Path-Decoupled Hyperbolic Flow Matching for Few-Shot Adaptation

TL;DR

This work argues that Euclidean-based FM overlooks fundamental limitations of flat geometry, where polynomial volume growth fails to accommodate diverse feature distributions, leading to severe path entanglement, and proposes path-decoupled Hyperbolic Flow Matching, leveraging the Lorentz manifold's exponential expansion for trajectory decoupling.

Abstract

Recent advances in cross-modal few-shot adaptation treat visual-semantic alignment as a continuous feature transport problem via Flow Matching (FM). However, we argue that Euclidean-based FM overlooks fundamental limitations of flat geometry, where polynomial volume growth fails to accommodate diverse feature distributions, leading to severe path entanglement. To this end, we propose path-decoupled Hyperbolic Flow Matching (HFM), leveraging the Lorentz manifold's exponential expansion for trajectory decoupling. HFM structures the transport via two key designs: 1) Centripetal hyperbolic alignment: It constructs a centripetal hierarchy by anchoring textual roots, which pushes visual leaves to the boundary to initialize orderly flows. 2) Path-decoupled objective: It acts as a ``semantic guardrail'' rigidly confining trajectories within isolated class-specific geodesic corridors via step-wise supervision. Furthermore, we devise an adaptive diameter-based stopping to prevent over-transportation into the crowded origin based on the intrinsic semantic scale. Extensive ablations on 11 benchmarks have shown that HFM establishes a new state-of-the-art, consistently outperforming its Euclidean counterparts. Our codes and models will be released.
Paper Structure (12 sections, 10 equations, 3 figures, 4 tables, 2 algorithms)

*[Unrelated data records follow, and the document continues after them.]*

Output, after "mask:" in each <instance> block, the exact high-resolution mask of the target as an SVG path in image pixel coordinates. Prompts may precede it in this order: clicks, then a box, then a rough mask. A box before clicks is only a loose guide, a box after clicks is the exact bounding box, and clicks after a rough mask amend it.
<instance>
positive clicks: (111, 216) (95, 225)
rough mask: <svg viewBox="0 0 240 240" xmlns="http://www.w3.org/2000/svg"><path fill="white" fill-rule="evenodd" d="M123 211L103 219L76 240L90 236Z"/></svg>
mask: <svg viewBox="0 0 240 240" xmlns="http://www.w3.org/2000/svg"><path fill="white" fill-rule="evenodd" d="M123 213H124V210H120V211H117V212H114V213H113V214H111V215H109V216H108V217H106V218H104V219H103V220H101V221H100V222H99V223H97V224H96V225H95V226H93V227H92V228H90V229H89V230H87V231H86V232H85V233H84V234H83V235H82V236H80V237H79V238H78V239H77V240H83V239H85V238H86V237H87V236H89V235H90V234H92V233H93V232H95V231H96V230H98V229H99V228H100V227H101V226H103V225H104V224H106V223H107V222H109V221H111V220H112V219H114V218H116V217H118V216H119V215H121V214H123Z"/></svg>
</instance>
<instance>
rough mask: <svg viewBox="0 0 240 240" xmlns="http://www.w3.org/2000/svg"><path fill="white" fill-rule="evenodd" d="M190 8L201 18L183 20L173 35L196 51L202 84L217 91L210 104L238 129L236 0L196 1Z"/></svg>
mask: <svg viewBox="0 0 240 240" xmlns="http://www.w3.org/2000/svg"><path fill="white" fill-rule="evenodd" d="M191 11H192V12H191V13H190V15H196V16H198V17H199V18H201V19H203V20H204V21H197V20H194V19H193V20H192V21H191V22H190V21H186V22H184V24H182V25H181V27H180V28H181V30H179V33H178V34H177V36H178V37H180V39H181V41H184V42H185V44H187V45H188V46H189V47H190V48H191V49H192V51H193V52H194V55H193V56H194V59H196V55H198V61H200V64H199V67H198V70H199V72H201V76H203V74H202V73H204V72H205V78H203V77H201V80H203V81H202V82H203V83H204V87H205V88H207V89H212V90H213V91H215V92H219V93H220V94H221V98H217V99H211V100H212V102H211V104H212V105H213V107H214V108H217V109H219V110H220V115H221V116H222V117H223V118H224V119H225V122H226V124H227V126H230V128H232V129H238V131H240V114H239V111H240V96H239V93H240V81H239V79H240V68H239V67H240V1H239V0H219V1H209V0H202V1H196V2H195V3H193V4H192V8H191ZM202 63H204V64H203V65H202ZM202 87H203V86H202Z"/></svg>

This paper contains 12 sections, 10 equations, 3 figures, 4 tables, 2 algorithms.

Figures (3)

  • Figure 1: Illustration of Path Entanglement. (a) Euclidean Flow Matching suffers from severe trajectory collisions (e.g., "cat" intersecting "tiger" and "dog" merging with "cat") due to the limited polynomial capacity of flat geometry. (b) Hyperbolic Flow Matching uses exponential volume expansion to achieve path decoupling.
  • Figure 2: The overview of HFM. (a) Constructing Centripetal Hyperbolic Space: Establish a centripetal cross-modal hierarchy, optimizing textual roots near the origin and visual leaves toward the boundary. (b) Learning Path-Decoupled Flows: Tangent velocity fields $\mathcal{F}_\theta$ are optimized to guide features along isolated geodesic corridors. The step-wise consistency enforces trajectory decoupling in hyperbolic space. (c) Inference with Diameter-based Stopping: The flow terminates at $t^*$ once the distance to text prototypes drops below a dynamic threshold scaled by semantic diameter $d_{\text{txt}}$ to alleviate over-transportation into the crowded origin.
  • Figure 3: Qualitative Results. Visualization of transport trajectories (§\ref{['sec:vis']}). Top: Euclidean flows suffer from severe path entanglement, exhibiting chaotic and intersecting paths due to spatial crowding. Bottom: HFM achieves path decoupling via a centripetal hierarchy. Visual features move centripetally from the boundary to central text roots along isolated geodesic corridors.